Trends and Techniques in Backstroke
The start has a number of variations; any variation can be successful depending upon the swimmer. Both the swimmer and the coach should learn and experiment with variations because these physical experiences go into the swimmer's overall inventory and help make the athlete's chosen start style more athletic and effective. The following fundamental principles apply to all styles.
Keep the feet as high on the wall as possible. The backstroke start should be viewed as a dive. Therefore, more advantage can be gained from placing the starting platform as high as the rules allow.
Keep the body springy throughout the start. A jumping or pouncing animal stores springiness in its body when it is preparing to jump or pounce. The backstroker should take on this concept when preparing for the horn, and then maintain that springiness throughout the whole start process of uncoiling and into the first swimming strokes.
Use the whole body to dive.

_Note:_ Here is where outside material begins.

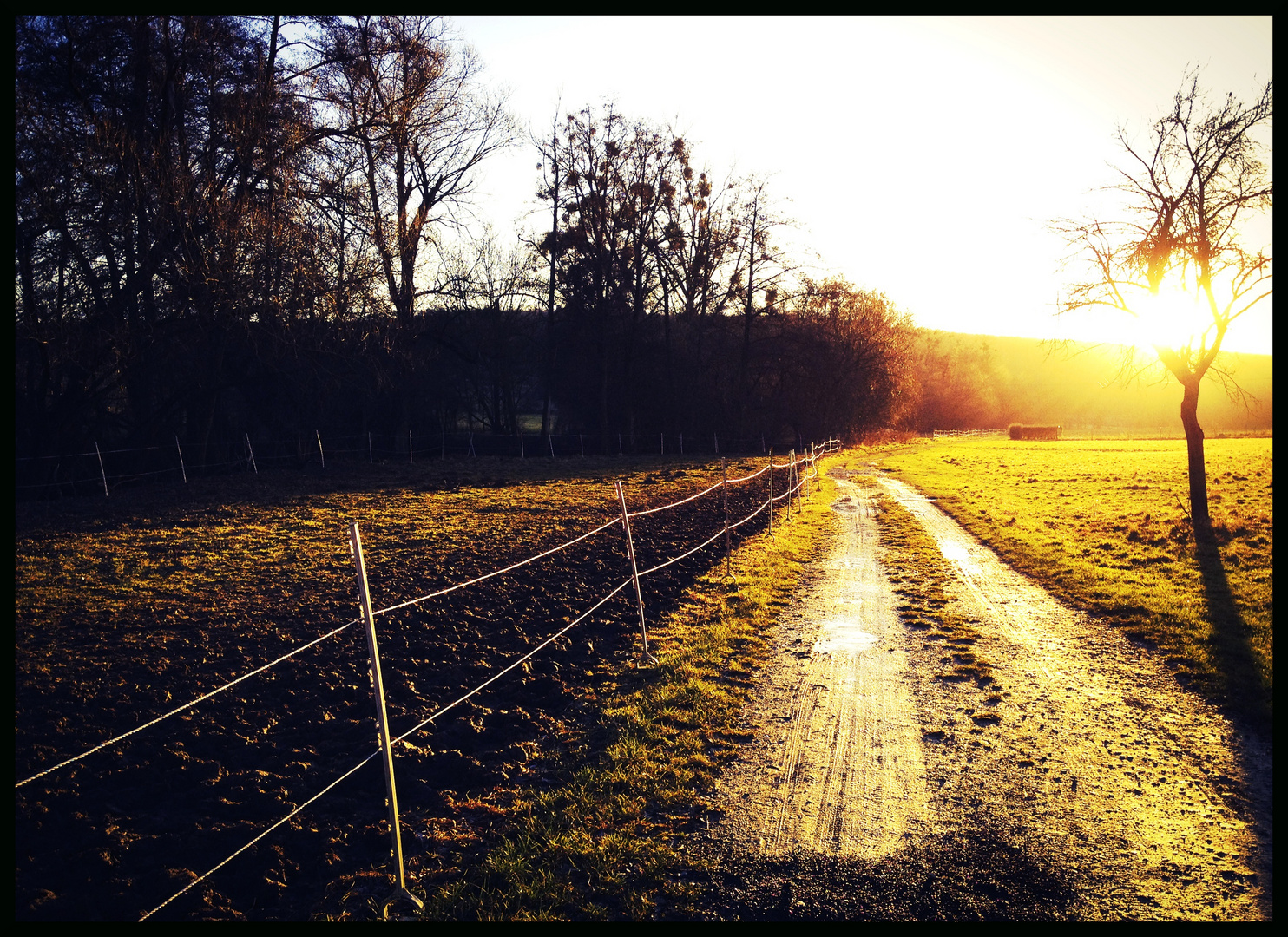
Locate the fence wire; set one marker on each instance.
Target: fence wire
(518, 662)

The swimmer should use the whole body to create the start. The “take your mark” position introduces a lot of closed angles throughout the body, and a swimmer can produce much acceleration when opening those angles to create the dive. Many swimmers who come into our program do the backstroke start by accelerating the head, arms, and legs out of sync with the body and therefore lose a lot of potential acceleration. Virtually all jumping movements in sport are dominated by the legs. A jumping sequence is instinctive and physically logical. However, the backstroke start is less effective if these same jumping instincts are used. In the backstroke start, the body is coiled and stabilized partially by the arms and then needs to uncoil and travel upside-down perpendicular to the line of gravity. A normal jumping sequence is not applicable. The body is bigger and slower than any of the extremities and the neck, so another way of looking at it is to emphasize the body and let the arms, legs, and head fit into the whole-body movement.

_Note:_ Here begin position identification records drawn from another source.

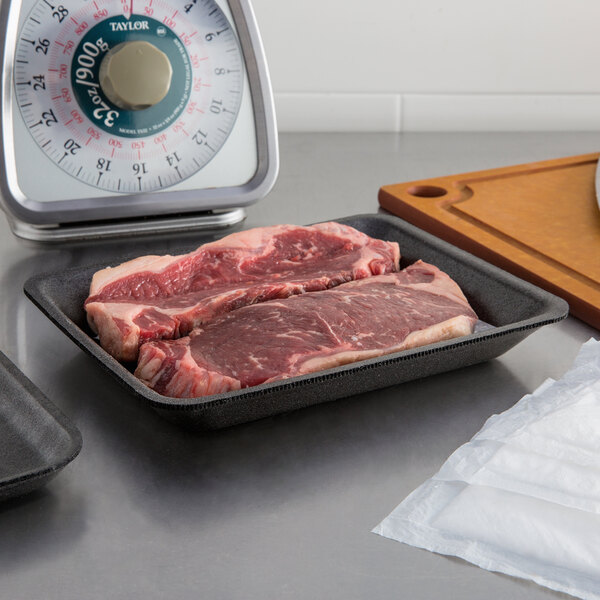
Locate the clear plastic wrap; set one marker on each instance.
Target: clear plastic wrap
(523, 496)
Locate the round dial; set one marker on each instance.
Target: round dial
(128, 95)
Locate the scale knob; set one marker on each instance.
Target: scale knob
(135, 75)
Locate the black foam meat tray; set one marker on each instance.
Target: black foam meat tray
(513, 307)
(36, 439)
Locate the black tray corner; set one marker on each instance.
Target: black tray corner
(512, 306)
(36, 439)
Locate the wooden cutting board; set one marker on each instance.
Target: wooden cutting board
(539, 221)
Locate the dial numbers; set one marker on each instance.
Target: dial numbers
(58, 87)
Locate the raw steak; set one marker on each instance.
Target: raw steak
(165, 297)
(302, 334)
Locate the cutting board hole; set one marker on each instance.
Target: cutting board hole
(426, 191)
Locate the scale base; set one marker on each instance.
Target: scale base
(209, 220)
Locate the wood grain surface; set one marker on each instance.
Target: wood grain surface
(539, 221)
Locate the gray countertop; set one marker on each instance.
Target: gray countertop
(283, 507)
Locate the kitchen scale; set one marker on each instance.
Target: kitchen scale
(122, 117)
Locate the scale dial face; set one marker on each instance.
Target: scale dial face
(128, 96)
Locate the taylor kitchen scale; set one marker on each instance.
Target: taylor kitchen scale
(132, 116)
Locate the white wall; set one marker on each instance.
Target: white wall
(410, 65)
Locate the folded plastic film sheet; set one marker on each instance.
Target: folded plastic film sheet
(523, 496)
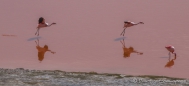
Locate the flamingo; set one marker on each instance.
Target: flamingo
(171, 49)
(129, 24)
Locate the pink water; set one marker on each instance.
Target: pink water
(83, 38)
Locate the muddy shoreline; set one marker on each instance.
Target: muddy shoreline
(25, 77)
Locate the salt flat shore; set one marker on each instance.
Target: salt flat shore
(25, 77)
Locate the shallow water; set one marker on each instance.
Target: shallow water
(84, 37)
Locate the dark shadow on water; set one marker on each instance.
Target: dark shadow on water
(128, 50)
(42, 50)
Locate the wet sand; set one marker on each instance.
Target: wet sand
(23, 77)
(83, 38)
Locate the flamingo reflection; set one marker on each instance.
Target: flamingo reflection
(128, 51)
(42, 50)
(171, 62)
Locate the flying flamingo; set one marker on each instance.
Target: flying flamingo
(171, 49)
(129, 24)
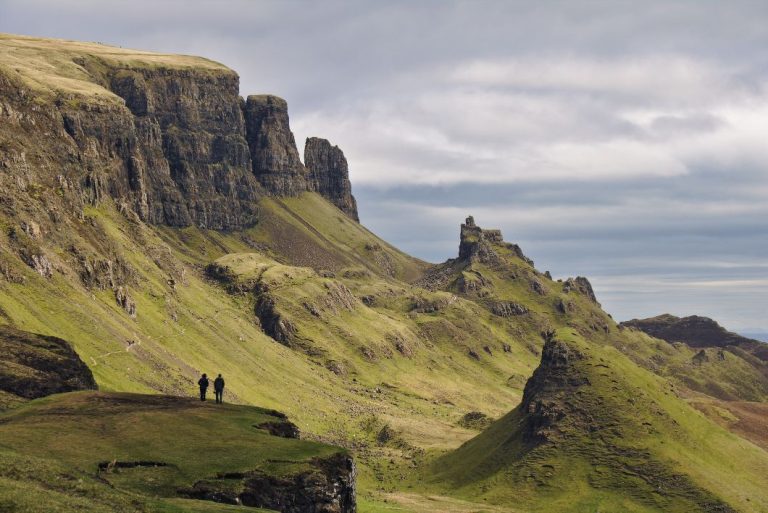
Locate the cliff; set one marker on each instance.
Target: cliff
(698, 332)
(329, 174)
(276, 161)
(166, 137)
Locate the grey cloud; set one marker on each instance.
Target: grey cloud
(620, 140)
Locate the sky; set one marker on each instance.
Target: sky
(622, 141)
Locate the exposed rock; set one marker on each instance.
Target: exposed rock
(475, 243)
(283, 429)
(125, 301)
(329, 174)
(474, 283)
(431, 304)
(37, 365)
(272, 322)
(537, 287)
(329, 487)
(276, 162)
(700, 358)
(698, 332)
(475, 420)
(508, 309)
(556, 376)
(41, 265)
(563, 306)
(582, 286)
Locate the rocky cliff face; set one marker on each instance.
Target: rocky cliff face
(174, 145)
(174, 153)
(545, 398)
(275, 158)
(696, 331)
(36, 366)
(329, 174)
(329, 487)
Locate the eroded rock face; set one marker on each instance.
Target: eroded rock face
(696, 331)
(544, 395)
(276, 162)
(183, 149)
(329, 487)
(581, 285)
(36, 365)
(329, 174)
(474, 244)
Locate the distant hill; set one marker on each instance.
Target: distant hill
(697, 331)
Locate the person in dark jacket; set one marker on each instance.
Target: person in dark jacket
(203, 383)
(218, 388)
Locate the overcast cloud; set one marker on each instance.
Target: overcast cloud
(624, 141)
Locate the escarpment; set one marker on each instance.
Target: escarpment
(173, 142)
(329, 174)
(275, 158)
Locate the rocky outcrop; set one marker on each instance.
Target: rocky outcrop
(475, 243)
(698, 332)
(276, 162)
(545, 395)
(328, 487)
(329, 174)
(173, 145)
(35, 366)
(507, 309)
(581, 285)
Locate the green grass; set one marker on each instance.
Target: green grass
(346, 378)
(626, 443)
(67, 436)
(61, 67)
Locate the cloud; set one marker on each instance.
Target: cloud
(617, 140)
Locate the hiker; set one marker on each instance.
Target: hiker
(203, 382)
(218, 389)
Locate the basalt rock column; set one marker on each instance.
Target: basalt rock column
(275, 159)
(329, 174)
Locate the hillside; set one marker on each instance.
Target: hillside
(594, 431)
(122, 452)
(163, 226)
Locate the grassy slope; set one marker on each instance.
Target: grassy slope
(193, 325)
(187, 325)
(62, 439)
(641, 441)
(51, 66)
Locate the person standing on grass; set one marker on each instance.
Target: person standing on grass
(203, 384)
(218, 389)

Make as small a hole as possible when going into the water. No matter which start style is used, the object is to slide into the water through as small a hole as possible. The water is heavy, and the less that needs to be moved out of the way the better.
A very good start (see figure 11.4) usually includes a hole that ends up being almost round and the same size as a cross-section of the widest part of the body. You can see the footprint of a good dive after the swimmer has disappeared under the water. If the disturbed water is circular, then the body slid into the water cleanly and efficiently. If the disturbed water is elliptical or oval, then the swimmer created drag as the body went into the water, which means that some of the acceleration from the dive was unnecessarily lost.
When starting, most swimmers find better success by making sure that the heel of the hand, rather than the palm of the hand or the base of the knuckles, is on the starting bar. Also, if an athlete has problems with the feet sliding down the starting surface, two things may help.
1. The athlete can set up with an image of the pelvis moving backward (toward the turning end of the pool) as he or she pulls towards the starting block. This set-up makes the angle of leg pressure into the wall less acute and more oblique. The force of the push from the legs goes into the wall rather than down the wall toward the bottom. This strategy makes slippage less likely.
2. The athlete can think of the arms as legs in the first part of the start. The arms leap away from the block and the legs push into the wall after the arms have propelled the torso, head and neck, and arms somewhat toward the other end of the pool. This strategy helps prevent slippage and assembles the body into an accelerating unit.